A cozinha de Heston Blumenthal em Londres

 

Heston Blumenthal é um dos mais emblemáticos e talentosos chefs britânicos e Londres uma das capitais gastronómicas do mundo. Talvez por isso não foi de estranhar que quando iniciaram o período de reservas do Dinner, uns meses antes da inauguração (em 2011), os telefones não pararam de tocar. Foram seiscentas, as chamadas no primeiro dia e rapidamente o restaurante esgotou para os três meses seguintes. Os números impressionam, sobretudo, se tivermos em conta que se trata de um fine dining. São 50 pessoas na cozinha a preparar 240 a 280 refeições por dia, ao almoço e ao jantar, de segunda-feira a domingo. Paradoxalmente é um número baixo, mas com um grande significado, aquele que mais surpreendeu o mundo da gastronomia quando, em finais de Abril, se soube que o Dinner tinha alcançado a 7ª posição do World’s 50 Best Restaurants (em 2012 tinha sido 11º).
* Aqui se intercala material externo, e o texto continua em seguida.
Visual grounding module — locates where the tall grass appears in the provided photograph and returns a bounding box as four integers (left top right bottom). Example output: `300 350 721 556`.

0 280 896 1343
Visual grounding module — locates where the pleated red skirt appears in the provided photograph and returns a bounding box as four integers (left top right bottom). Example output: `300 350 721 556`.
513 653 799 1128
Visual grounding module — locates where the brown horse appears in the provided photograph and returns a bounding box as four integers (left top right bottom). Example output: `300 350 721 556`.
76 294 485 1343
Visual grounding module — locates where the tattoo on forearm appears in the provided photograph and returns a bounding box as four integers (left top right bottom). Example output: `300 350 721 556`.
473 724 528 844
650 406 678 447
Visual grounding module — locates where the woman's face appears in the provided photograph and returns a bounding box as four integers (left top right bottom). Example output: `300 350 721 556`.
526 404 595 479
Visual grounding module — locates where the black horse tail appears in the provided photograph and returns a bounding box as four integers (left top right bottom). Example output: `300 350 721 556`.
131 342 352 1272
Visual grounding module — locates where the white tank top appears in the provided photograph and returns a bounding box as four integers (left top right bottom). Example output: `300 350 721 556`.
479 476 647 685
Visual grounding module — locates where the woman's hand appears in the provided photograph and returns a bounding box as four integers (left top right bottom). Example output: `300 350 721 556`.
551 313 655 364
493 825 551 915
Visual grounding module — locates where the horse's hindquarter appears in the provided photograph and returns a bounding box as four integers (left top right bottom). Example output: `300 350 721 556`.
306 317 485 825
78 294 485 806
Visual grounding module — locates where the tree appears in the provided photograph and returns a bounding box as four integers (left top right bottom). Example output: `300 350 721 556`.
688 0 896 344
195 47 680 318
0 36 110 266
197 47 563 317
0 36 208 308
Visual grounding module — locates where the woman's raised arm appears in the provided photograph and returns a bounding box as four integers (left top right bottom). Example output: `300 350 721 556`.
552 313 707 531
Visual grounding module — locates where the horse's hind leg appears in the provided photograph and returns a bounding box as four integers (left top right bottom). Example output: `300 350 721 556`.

Curiosamente o seu principal restaurante, o Fat Duck, em Bray, aquele que tornou Blumenthal famoso, cairia para o 33º lugar.

O Dinner fica junto ao Hyde Park, no luxuoso Hotel Mandarin Oriental, em Knightsbridge, a meia dúzia de metros do popular armazém Harrod’s. A entrada faz-se pelo hotel, mas a pompa fica à porta dado que o ambiente é relativamente informal (não há toalhas nas mesas, por exemplo,). Como esperava, o restaurante estava cheio. Ainda assim, não deixou de espantar a animação reinante num jantar de domingo. Mais parecia um sábado à noite.

 

Ao contrário da complexidade dos pratos do Fat Duck, no Dinner as propostas são aparentemente (mais) simples e, com excepção para quem reserva a mesa do chef, não há menu de degustação. Aqui o conceito definido por Blumenthal com o seu chef executivo, Ashley Palmer-Watts, remete para a história, para as cozinhas das eras Tudor, Medieval e Victoriana. A lista é composta por 8 entradas (de £14,50 e £17), 10 pratos principais(de £26 e £38) e 7 sobremesas (de 9£ e 12£) e em todas é revelada época e/ou a fonte de inspiração do prato. Por exemplo o ‘roast marrowbone’ (osso com tutano assado) é de 1720 e o ‘brown bread ice cream’ (gelado de pão escuro) de 1810.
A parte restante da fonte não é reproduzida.